Prior to the UN Sanctions in 1990 and the Gulf War in 1991, Iraq had been ranked 67th out of 173 countries on the UNDP Human Development Index. The index tracks such indicators as life expectancy at birth and access to adequate sanitation facilities. The high standard of living in Iraq depended largely on oil revenues, which have been curtailed under international sanctions. Lack of food, water, healthcare and education, and a collapsing or destroyed infrastructure and economy have contributed to a deepening humanitarian crisis.
"The infrastructure is sophisticated - like you would find in Europe - large water treatment plants, not hand-pumps. Therefore to do anything significant is costly and complex," says Hassan.
Sewage treatment has collapsed, resulting in 500,000 tons of raw sewage being discharged into water sources every day. This includes 300,000 tons of sewage discharged into the river in Baghdad alone. Electricity, essential for many services and previously enjoyed by the remotest villages, is now generally available for less than 12 hours per day in many parts of Iraq. This has an obvious impact on water quantity and quality, sewage treatment, health facilities, education and overall quality of life for the majority of the population in central and southern Iraq.
Over the past 12 years, CARE staff has seen most families exhaust their assets. In many instances, home appliances, furnishings, heirlooms, rugs and other household items have been sold to provide cash needed to pay for unexpected health care or other urgent family needs. Today, few families in Iraq have any cash or physical assets other than their family home.

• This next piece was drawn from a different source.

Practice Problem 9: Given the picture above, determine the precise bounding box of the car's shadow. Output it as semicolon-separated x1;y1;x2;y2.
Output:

According to the UN World Food Program, the government food ration is the primary source of family income for 40 percent of the population. Many families barter parts of their ration to obtain other essential items. The ration only lasts most families between 21 and 25 days. The kilocalorie content of the ration meets UN World Health Organization standards, but it is not balanced, mainly carbohydrate-based, poor in protein, vitamins and minerals. Chronic malnutrition in children under five years old has soared from 18.7 percent following the Gulf War in 1991 to 30 percent in 2000. More children are also getting sick. The average child under five suffers 14 episodes of diarrhea per year, which is an increase of approximately 300 percent since 1990.
"Because CARE works where the need is greatest, we know where every single hospital in Iraq is," says Hassan, who runs the Baghdad office with approximately 30 staff. "We do what we can. Our greatest resource is the ability and commitment of our staff."

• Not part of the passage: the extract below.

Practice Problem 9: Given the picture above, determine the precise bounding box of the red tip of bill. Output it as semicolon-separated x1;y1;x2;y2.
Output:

CARE International began working in Iraq in 1991 following the Gulf War. Since that time, CARE is the only international non-governmental organization to maintain a continuous program in the center and south of the country. Since 1995, CARE's programs have focused on water and sanitation, health and children, providing supplementary food and milk to 97 pediatric hospitals. In the past 12 years, CARE's programs have provided humanitarian assistance to more than seven million people -- approximately one-third of the population of Iraq.